Das Buch zur erfolgreichen "Kurier"-Kolumne "Ein Hund kommt mir nicht ins Haus." Mit dieser Mütter-Standardantwort wehrte die Autorin Birgit Braunrath den Hundewunsch ihrer Kinder ab. Damit begann aber auch die Liebesgeschichte zwischen ihr und ihrer Beaglehündin Daria. Denn kurz danach kam ihr doch ein Hund ins Haus. Wieso? Weil Mütter, die Nein sagen, oft inkonsequent sind, und Kinder, die etwas wollen, konsequent sein können. Daria, das Familienmonster mit den Schlappohren, eroberte bald auch Tausende Herzen von "Kurier"-Leserinnen und -Lesern als Kolumnenhund. Sie bekommt Fanpost, wird oft an ihrer markanten Rückenzeichnung erkannt, oder auch nicht: "Ihr Hund schaut dem Kurier-Hund ähnlich.
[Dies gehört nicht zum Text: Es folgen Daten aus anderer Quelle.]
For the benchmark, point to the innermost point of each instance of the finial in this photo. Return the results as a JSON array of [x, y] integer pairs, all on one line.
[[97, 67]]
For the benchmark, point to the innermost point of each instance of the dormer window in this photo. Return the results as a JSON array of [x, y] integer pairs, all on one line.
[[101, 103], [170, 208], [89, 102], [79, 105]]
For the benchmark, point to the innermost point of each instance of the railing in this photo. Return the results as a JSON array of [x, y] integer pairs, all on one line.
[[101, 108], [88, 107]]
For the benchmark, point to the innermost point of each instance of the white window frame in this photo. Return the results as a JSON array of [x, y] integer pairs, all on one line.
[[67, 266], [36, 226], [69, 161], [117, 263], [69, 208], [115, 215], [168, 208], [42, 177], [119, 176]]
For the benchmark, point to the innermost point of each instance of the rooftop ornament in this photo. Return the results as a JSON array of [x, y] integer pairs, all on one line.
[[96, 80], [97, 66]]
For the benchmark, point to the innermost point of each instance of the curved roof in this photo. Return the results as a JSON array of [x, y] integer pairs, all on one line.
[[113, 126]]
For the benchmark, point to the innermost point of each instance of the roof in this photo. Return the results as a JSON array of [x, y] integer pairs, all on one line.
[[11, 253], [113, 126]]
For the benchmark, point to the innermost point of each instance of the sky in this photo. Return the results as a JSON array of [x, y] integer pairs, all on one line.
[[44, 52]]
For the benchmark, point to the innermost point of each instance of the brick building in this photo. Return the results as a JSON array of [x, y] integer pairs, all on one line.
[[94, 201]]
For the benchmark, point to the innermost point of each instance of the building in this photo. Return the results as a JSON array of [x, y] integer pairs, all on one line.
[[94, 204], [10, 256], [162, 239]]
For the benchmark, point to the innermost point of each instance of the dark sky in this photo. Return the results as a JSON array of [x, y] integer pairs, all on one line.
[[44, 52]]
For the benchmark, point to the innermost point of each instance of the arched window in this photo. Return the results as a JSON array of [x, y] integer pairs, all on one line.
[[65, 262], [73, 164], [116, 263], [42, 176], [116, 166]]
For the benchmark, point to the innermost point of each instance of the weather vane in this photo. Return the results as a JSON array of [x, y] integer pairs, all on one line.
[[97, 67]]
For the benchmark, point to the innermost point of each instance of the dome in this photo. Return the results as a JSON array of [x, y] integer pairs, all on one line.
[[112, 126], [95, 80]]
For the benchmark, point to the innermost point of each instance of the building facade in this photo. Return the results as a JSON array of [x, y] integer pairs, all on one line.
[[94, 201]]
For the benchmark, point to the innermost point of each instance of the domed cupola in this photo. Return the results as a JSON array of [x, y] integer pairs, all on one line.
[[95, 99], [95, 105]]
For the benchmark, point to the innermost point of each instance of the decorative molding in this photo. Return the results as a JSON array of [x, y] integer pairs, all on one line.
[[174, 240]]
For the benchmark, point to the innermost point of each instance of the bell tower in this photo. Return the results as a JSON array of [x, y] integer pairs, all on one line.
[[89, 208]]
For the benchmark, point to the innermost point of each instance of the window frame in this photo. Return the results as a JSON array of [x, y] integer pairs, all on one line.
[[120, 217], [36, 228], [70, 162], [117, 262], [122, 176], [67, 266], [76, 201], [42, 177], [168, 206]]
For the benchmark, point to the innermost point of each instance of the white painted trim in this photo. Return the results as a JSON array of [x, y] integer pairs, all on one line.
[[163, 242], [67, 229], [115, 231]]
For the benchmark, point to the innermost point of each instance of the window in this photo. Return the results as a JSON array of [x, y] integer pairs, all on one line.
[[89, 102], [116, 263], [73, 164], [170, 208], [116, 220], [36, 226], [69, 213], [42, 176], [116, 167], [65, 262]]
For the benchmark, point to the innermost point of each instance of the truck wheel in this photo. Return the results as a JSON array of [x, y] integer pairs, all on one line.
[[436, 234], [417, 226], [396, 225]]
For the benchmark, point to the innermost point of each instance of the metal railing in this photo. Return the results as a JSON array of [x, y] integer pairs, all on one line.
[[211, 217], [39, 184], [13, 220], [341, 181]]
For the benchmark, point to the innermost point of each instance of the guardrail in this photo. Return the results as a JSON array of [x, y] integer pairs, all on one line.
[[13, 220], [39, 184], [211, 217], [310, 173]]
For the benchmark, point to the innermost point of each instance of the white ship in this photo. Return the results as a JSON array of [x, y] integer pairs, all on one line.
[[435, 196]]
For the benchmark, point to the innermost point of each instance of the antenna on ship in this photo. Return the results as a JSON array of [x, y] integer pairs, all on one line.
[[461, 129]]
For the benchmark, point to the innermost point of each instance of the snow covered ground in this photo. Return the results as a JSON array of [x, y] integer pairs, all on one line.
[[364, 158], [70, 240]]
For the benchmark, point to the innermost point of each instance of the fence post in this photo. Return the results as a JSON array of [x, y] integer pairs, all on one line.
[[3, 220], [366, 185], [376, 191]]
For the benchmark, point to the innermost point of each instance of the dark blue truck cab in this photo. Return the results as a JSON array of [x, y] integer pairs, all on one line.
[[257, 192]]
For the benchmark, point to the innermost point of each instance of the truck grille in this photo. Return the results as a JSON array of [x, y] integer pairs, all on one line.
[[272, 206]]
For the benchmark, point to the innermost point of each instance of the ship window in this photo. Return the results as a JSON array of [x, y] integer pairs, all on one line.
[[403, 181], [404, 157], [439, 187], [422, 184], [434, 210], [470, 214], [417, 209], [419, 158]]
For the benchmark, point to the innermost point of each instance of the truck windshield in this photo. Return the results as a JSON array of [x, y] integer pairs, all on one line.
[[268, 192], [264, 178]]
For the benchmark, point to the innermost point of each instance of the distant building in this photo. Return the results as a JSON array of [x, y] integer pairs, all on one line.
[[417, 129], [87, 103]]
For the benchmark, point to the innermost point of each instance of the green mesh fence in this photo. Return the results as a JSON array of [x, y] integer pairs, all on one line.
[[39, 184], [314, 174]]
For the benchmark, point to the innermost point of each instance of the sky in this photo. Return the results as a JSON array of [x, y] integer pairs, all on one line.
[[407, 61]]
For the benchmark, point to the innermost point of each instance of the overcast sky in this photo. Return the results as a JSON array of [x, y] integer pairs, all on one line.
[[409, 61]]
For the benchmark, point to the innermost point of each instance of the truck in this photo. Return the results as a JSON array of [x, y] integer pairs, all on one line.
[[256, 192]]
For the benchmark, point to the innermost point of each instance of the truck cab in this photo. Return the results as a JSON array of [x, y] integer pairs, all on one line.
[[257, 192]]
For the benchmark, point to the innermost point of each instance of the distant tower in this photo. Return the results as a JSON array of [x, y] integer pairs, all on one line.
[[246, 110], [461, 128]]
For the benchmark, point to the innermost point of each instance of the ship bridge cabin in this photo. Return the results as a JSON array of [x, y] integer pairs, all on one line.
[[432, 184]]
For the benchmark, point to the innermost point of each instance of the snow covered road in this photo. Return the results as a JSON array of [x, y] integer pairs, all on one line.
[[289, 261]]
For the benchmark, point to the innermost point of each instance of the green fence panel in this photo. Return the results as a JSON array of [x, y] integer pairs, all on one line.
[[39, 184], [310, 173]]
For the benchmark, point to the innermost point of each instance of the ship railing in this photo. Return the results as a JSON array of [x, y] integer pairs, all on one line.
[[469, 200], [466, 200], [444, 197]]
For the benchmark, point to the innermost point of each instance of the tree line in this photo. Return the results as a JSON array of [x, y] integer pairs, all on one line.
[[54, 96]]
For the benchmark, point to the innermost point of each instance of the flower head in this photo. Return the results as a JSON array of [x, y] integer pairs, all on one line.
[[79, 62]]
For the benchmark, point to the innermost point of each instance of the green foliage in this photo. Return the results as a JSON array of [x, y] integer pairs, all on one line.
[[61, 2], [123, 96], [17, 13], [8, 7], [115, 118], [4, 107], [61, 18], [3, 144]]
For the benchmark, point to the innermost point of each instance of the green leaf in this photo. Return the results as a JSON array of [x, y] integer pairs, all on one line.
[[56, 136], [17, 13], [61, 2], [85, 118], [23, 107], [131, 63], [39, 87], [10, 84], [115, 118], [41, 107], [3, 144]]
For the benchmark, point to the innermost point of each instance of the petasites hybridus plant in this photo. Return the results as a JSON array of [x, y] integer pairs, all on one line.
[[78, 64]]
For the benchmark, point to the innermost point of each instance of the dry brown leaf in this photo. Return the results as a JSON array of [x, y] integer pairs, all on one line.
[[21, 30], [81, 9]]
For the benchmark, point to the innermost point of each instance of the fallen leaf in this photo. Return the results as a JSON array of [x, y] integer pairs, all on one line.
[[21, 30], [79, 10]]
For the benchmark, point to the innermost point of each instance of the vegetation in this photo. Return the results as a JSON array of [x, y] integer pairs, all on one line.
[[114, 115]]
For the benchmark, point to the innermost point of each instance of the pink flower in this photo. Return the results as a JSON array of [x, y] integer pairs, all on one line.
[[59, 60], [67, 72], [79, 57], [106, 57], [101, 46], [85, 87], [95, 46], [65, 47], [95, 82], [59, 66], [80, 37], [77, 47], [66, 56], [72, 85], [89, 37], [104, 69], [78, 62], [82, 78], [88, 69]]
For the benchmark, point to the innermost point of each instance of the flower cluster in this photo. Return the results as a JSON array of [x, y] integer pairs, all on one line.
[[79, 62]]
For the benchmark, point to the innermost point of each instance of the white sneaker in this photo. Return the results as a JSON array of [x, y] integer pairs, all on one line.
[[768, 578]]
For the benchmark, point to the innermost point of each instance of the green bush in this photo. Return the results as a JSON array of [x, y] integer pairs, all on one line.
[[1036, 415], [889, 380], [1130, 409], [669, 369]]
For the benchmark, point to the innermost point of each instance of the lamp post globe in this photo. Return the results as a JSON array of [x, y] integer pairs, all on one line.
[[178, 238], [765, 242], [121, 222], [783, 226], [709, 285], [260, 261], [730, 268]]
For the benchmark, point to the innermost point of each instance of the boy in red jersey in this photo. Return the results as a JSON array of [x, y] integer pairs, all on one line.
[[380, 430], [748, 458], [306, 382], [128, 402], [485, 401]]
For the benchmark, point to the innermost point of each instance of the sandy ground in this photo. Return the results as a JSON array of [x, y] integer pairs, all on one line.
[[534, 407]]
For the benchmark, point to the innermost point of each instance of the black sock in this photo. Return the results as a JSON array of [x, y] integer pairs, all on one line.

Lesen Sie das eh immer?", lautet ein Tipp, den Darias Frauerl dann bekommt. Angeblich lesen sogar Hunde die Hundegeschichten. Eine ORF-Redakteurin schreibt: "Ich bin süchtig nach den Berichten über Daria und lache mich kaputt. Mein 'Köter' Felicitas übrigens auch.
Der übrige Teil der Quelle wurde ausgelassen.